Loading data into Databricks

Loading data into Databricks#

This guide explains how to load data into Databricks for further analysis, covering both AWS and Azure implementations.

Prerequisites#

Before you complete the procedure in this guide, perform all of the following actions:

Create a datastream whose data you want to load into Databricks. For more information on creating a datastream, see Collecting data in Adverity.
Apply the correct Data Mapping to your datastream.

AWS

Set up instance profiles for access to S3 buckets from Databricks clusters. For more information, see the Databricks documentation.
Obtain Access Key ID and Secret Access Key. Use an AWS policy file as you would for an AWS S3 destination.

Azure

Configure Azure storage authorization (File Azure or File Azure SAS)
Obtain Service Principal credentials (Client ID/Secret/Tenant ID)
Enable Unity Catalog in target workspace
Assign Storage Blob Data Contributor role to Service Principal
Generate Databricks personal access token with workspace admin privileges

Procedure#

To load data from a datastream into Databricks, follow these steps:

Add Databricks as a destination to the workspace which contains the datastream or to one of its parent workspaces.
Assign the Databricks destination to the datastream.

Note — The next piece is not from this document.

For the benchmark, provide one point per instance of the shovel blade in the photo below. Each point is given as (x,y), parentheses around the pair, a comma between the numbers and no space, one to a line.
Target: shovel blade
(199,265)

You can assign as many destinations to a datastream as you want.

Some destinations require specific Data Mapping. If these Data Mapping requirements conflict, the destinations cannot be assigned to the same datastream.
Configure load settings.

Adding Databricks as a destination#

To add Databricks as a destination to a workspace, follow these steps:

Go to the Destinations page.
Click + Create destination.
Search for and click Databricks.
Choose how to authorize Adverity to access Databricks:
- To use your details, click Access Databricks using your credentials.
- To ask someone else to use their details, click Access Databricks using someone else’s credentials.
  
  If you choose this option, the person you ask to create the authorization will need to go through the following steps.
Click Next.
Select the authorization type and fill in the following fields:
Databricks Access Token (PAT)
Personal Access Token
Enter the personal access token generated in Databricks. For more information, see the Databricks documentation.

Databricks hostname
Provide hostname without protocol and slashes. For example:

[instance].cloud.databricks.com for AWS

[instance].azuredatabricks.net for Azure

[instance].gcp.databricks.com for Google Cloud
Databricks OAuth Token
Client ID and Client Secret
Enter your OAuth credentials. For more information, see the Databricks documentation.

Hostname
Provide hostname without protocol and slashes. For example:

[instance].cloud.databricks.com for AWS

[instance].azuredatabricks.net for Azure

[instance].gcp.databricks.com for Google Cloud
Click Authorize.
In the Configuration page, fill in the following fields:

Name
(Optional) Rename the destination.

Warehouse
Select the SQL warehouse that will execute queries against your data. This is the compute resource that processes your SQL queries and data operations.

Unity Catalog
Select the Unity Catalog to use for data governance. Unity Catalog provides a unified governance model for data across Databricks workspaces and clouds.

Database
Specify the name of the database into which you want to load the data.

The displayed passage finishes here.